Last June, the USICA passed easily in the Senate by a vote of 68-32. USICA’s trade section would reinstate 2,200 exemptions for China that the Trump administration stripped away. Specifically, the USICA takes a sledgehammer to Section 301 of the Trade Act of 1974, which allows the president to respond to breaches by foreign countries of U.S. trade agreements or other foreign trade practices deemed improper.
Trump used Section 301 to place tariffs on a large number of Chinese imports to the tune of an additional 25 percent in response to intellectual property theft. Despite the political establishment and corporate media’s pearl clutching, the tariffs on Chinese imports were popular, which is likely why the Biden administration has done little to undo them, though it has handed out just over 350 tariff exemptions for certain Chinese goods.

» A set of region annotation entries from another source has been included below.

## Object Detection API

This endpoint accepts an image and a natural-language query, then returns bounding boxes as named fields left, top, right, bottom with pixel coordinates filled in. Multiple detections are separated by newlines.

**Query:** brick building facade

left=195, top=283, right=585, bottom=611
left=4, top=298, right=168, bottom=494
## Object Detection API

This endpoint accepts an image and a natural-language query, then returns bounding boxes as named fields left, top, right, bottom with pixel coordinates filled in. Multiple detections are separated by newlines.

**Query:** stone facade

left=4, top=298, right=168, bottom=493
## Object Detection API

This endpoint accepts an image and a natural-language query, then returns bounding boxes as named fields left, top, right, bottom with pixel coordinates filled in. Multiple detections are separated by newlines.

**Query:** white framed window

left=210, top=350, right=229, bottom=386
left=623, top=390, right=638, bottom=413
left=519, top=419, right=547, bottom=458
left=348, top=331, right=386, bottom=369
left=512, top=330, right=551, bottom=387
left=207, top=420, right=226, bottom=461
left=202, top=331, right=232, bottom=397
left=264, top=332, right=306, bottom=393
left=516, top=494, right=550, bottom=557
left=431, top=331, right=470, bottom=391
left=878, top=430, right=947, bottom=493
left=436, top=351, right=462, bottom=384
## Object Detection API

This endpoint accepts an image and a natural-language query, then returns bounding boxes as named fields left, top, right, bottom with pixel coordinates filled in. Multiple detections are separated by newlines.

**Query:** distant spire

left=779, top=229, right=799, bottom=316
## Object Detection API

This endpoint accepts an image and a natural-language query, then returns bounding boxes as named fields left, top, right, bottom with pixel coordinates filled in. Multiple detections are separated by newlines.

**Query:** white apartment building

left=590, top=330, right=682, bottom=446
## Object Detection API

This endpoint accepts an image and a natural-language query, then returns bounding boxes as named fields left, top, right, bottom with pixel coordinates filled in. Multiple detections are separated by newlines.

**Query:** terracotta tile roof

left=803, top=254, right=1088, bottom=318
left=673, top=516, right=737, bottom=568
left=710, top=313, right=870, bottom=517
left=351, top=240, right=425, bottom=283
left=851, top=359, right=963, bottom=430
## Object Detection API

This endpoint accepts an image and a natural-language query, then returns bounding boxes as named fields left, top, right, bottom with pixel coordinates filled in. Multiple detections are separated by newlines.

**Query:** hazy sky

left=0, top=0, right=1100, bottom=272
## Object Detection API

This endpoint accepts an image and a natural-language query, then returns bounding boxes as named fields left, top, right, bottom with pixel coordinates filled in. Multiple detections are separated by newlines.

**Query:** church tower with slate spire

Section 301 is the chief executive’s main tool in the kit to decouple the American economy from China, but the USICA would render it virtually inoperable, while giving large handouts to Chinese importers. Under the USICA, Chinese firms would be allowed to claim “lost profitability” via tariffs on goods to get an exemption from Section 301 tariffs. It would also refund Section 301 tariffs paid in 2021 if a Chinese good lost its exemption at the end of 2020. If this refund provision remains in the final bill, the U.S. Treasury will be forced to send billions of dollars to Chinese firms within 90 days of the bill becoming law.